Garhammer, Erich (Hrsg.) | Echter


Demenz ist ein Begriff, der Angst und Abwehr auslöst. Dieses Heft sucht den Weg zu Menschen, die einen anderen Weg wählen, weg von der Pathologisierung hin zur konstruktiven Zuwendung.

Arno Geiger, der über seinen dementen Vater das Buch geschrieben hat "Der alte König in seinem Exil" spricht in einem ausführlichen und das Heft eröffnenden Interview über seine Erfahrungen mit seinem Vater, der im letzten Jahr gestorben ist. Damit unterscheidet sich die Heftkonzeption von anderen Heften: nicht ein Streitgespräch ist der Zugang, sondern die Erfahrung eines Poeten, dem eine neue Sprache gelingt. Den Vorwurf, Persönliches an die Öffentlichkeit zu zerren lässt er nicht gelten. Schriftsteller sollten über das schreiben, was sie an der Gurgel packt.

Dieses Gespräch ist der Leitfaden für die weiteren Beiträge: Hans Förstl bezeichnet Demenz aus medizinischer Sicht als natürlich und Andreas Kruse blickt auf die Demenz aus geriatrischer Perspektive: es ist ein Grenzgang zwischen Verlusten und Ressourcen.

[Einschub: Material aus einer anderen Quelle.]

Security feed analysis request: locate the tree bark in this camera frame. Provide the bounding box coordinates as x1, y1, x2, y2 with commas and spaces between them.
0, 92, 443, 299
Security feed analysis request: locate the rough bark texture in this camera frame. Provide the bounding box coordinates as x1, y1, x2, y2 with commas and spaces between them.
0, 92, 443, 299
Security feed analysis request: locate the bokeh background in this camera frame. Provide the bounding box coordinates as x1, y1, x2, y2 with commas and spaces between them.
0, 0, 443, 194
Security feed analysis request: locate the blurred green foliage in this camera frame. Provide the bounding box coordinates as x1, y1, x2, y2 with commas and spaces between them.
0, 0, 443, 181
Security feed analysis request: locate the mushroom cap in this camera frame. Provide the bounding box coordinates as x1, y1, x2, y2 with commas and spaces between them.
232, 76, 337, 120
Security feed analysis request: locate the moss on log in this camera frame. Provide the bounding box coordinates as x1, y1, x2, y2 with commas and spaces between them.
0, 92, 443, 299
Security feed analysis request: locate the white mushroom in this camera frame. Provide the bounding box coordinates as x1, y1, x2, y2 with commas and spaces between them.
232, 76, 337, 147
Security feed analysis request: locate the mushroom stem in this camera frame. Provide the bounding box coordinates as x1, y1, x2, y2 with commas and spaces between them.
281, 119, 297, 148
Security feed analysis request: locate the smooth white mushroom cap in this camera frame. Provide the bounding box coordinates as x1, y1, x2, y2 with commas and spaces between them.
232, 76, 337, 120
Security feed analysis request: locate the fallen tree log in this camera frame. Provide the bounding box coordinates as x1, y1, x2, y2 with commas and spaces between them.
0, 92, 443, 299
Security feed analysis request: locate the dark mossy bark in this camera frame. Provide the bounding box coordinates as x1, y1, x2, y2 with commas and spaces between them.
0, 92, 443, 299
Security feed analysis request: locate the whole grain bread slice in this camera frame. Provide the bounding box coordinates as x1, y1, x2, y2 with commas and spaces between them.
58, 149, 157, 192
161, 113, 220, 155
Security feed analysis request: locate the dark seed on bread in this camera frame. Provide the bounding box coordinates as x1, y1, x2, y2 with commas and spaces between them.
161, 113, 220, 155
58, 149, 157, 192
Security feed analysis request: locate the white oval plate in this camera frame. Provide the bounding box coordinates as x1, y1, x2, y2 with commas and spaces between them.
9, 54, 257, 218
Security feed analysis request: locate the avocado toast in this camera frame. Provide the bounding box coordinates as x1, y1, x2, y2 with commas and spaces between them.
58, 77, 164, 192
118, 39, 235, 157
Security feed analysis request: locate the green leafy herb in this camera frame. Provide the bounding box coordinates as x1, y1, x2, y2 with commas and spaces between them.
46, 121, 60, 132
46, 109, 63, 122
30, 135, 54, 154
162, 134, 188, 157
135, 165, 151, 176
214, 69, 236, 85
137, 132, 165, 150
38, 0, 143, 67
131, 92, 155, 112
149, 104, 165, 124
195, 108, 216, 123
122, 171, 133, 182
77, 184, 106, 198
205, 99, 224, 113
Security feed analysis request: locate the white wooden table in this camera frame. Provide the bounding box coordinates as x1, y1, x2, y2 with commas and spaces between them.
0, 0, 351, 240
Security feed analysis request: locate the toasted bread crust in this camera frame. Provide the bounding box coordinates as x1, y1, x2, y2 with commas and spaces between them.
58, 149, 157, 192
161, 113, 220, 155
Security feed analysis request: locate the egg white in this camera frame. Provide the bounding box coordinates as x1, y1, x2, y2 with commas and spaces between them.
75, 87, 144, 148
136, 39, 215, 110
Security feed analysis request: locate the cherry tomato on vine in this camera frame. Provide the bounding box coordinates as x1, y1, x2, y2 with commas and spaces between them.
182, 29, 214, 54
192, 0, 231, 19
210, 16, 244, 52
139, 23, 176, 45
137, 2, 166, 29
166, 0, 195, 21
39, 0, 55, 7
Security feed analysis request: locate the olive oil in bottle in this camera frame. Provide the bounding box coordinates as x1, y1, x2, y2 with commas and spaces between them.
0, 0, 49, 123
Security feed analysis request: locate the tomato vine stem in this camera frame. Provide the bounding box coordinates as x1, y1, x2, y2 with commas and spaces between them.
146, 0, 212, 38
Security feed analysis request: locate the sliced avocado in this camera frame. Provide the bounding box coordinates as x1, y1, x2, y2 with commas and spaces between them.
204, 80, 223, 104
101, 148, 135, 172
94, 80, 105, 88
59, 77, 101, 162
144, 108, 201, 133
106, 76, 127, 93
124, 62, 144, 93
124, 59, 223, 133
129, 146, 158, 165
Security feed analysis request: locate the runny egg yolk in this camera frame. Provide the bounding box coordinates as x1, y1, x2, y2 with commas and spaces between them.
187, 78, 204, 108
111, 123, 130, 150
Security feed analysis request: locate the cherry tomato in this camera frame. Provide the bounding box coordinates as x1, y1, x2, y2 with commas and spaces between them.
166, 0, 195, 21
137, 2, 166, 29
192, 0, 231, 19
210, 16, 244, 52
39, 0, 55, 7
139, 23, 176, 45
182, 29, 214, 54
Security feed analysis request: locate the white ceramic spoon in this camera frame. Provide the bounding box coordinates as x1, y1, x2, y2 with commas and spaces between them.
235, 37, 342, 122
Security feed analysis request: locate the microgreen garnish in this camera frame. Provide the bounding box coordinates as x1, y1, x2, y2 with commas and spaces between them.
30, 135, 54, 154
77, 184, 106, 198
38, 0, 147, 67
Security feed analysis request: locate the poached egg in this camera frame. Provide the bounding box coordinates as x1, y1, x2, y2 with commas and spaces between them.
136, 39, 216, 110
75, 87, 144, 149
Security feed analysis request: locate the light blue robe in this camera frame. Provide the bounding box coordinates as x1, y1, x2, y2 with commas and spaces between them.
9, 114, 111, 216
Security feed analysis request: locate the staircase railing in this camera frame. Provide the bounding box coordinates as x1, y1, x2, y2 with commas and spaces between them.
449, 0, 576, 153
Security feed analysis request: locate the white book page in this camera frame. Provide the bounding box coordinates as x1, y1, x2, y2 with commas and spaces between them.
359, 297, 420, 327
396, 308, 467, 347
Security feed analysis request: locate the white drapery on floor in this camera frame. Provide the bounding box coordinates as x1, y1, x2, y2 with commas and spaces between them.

Verena Wetzstein fordert eine Abwendung von der Dämonisierung dieser Krankheit hin zu einer solidarischen und sorgenden Gesellschaft. Das Projekt aus Fürstenzell macht deutlich: im Umgang mit Demenz ist absolute Ehrlichkeit gefragt, alle anderen Wege haben keine Chance. Marina Kojer gesteht, sie habe am meisten von Hochbetagten gelernt, es bedürfe aber einer besonderen Kunst der Kommunikation zu ihnen. Das gilt auch für Seelsorge (Christoph Seidl) und Pflege (Maria Kammermeier); sie brauchen einen Perspektivenwechsel: Kontakt geht vor Funktion. Ein Landarzt (Peter Landendörfer) berichtet schließlich, welche Konzepte für ihn hilfreich sind; er baut vor allem auf das Silviahemmet-Konzept der Malteser: "Der Kranke ist der Lehrer". Martina Schmidhuber fragt nach der Relevanz der Patientenverfügung bei Menschen mit Demenz.

Am Schluss wird das Literaturprojekt der Deutschen Bischofskonferenz vorgestellt, das im April und Mai in München und Freising anlässlich des 50.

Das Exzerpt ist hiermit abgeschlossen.